"You will lose someone you can't live without, and your heart will be badly broken,and the bad news is that you never completely get over the loss of your beloved. But this is also the good news. They live forever in your broken heart that doesn't seal back up. And you come through. It's like having a broken leg that never heals perfectly- that still hurts when the weather gets cold, but you learn to dance with the limp." (Anne Lamott)
Monday, February 4, 2008
La Zona. Band of Horses. Good.
I am not sure when exactly I became “unhip”. Did this happen in just the first month of 2008? I used to think of myself as fairly “with it” in regard to music. In fact, the people that know me consider me a walking music encyclopedia. Along with that title comes the knowledge of the up and coming bands before anyone else does. So when did that ship sail, because apparently it has. This was apparent by not having a clue that Band of Horses was the band of the moment. I knew who they were. I had enjoyed their album, Everything All the Time, but I usually enjoy those types of bands. Give me a band that sounds like My Morning Jacket, Grandaddy, the Shins, etc and I am all over it. So why did I miss their tremendous ascension? I bough Cease to Begin in December but didn't really give it the listen it deserved...you know the un-interrupted listen.
With facial hair and enthusiasm at a premium, the crowd came to life with every song. The organic and sappy voice of Ben Bridwell sang dearly to the audience from start to finish while members Creighton Barrett (drums), Rob Hampton (guitar), Ryan Monroe (keyboard/backup vocals), Tyler Ramsey (guitar) and Bill Reynolds (bass) all backed him with a sensatious orchestrated melody. (Which was good because the opening band made me yawn)
"Wheeling through an endless fog, we are the ever-living ghost of what once was," chimes Ben Bridwell on "No One's Gonna Love You," epitomizing the tension between memory and reality that pulls continually within Band of Horses follow-up to 2006's sublime Everything All the Time. BoH returned to South Carolina to record Cease to Begin which struggles with a tenuous reconciliation of past and present. The melancholic reverb of opener "Is There a Ghost" breaks against a surge of guitars and casts lines like "The world's such a wonderful place."
Apart from already having reached #35 on the Billboard Top 200 with Cease to Begin, Band of Horses once again emitted an array of harmonious sounds their hit album didn't cover.
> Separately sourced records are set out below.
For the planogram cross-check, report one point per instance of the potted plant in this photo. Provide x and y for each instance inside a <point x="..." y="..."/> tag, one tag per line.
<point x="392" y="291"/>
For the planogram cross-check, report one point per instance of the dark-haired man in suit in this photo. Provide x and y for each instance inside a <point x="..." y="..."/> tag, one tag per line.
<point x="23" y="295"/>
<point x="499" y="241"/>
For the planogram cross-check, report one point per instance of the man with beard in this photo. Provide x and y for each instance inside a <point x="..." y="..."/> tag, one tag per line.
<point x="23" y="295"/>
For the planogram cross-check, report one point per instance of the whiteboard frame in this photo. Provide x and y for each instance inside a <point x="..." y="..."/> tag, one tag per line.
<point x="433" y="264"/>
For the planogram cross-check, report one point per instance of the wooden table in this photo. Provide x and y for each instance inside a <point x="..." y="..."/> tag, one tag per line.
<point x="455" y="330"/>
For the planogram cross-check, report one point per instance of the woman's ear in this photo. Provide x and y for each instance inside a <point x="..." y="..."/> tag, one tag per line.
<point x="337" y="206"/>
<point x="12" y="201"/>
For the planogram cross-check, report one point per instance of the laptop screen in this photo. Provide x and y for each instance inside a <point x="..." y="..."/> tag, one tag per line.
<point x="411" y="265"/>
This is a band to watch, Bridwell has one of the best voices in the business, a vocal range that will hypnotize you and a band to match all of that.
It was a good night. The Giants won the Super Bowl (I am NOT a Giants fan, but a supporter of whoever is playing the Patriots) & I saw an incredible show at La Zona for $20. I will be playing lot's of BoH tunes this week, just because I forgot how good they are.